その27 論点整理
ごめんなさい。
終われませんでした。
我慢なさって
王宮への馬車には、王女とジャーメイン、アゼリアの3人が乗った。
ロスは侍従達と共に別の馬車である。
「……要は、メンディスに、或いはロゼリナに、誰が入れ知恵したのかということよ。」
扉が閉まるなり、ムシュカは切り出した。
白百合同盟は、ようやく論点整理を行い始めた。
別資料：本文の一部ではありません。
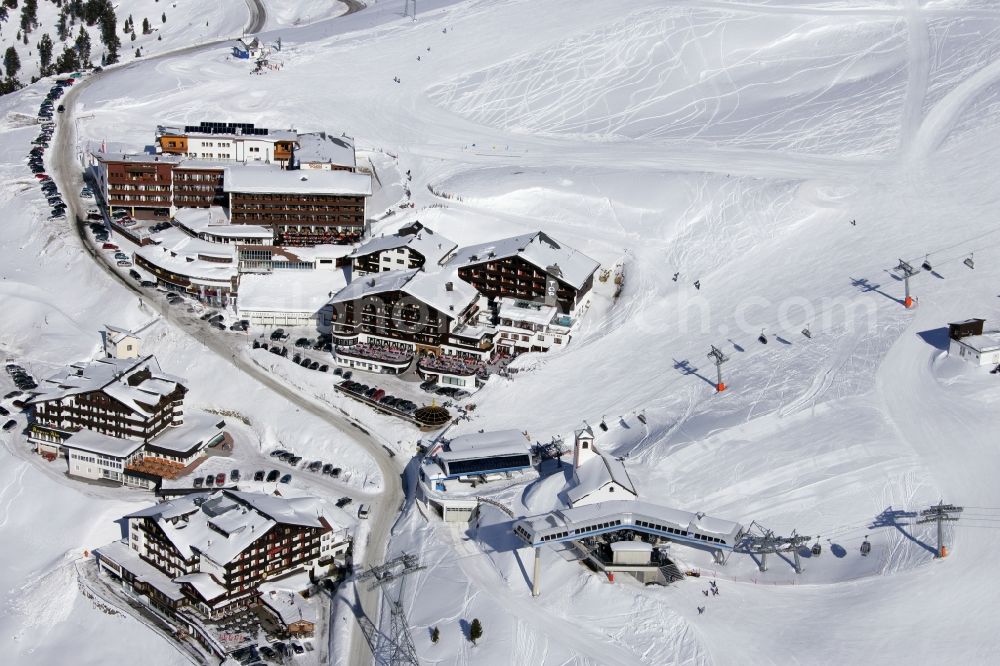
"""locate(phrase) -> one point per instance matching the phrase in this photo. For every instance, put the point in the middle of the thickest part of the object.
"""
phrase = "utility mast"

昨夜から、3人ともベットに伏した時間は短い。
ムシュカは、今日の準備
ジャーメインは、公爵家での家族会議
アゼリアは、フェーベルト派の賛辞と見舞い客への礼
それぞれが、闘いの始末に向き合っていた。
闘い。
昨夜の成り行きの殆どが、3人のシナリオである事を知る者は殆どいない。
ドレスの件
ミーヤの裏切り
赤毛の女
ボウガン
そして
クレアの協力
全ては、メンディス王子を自滅させるための画策。
ムシュカは決めたのだ。
この機会に、バランスを覆す。
2人の王子と3人の王女。ロゼリナ妃が我が母より王宮で権勢を振るっており、王太子となるフェーベルトをも凌いでいる現状を変える。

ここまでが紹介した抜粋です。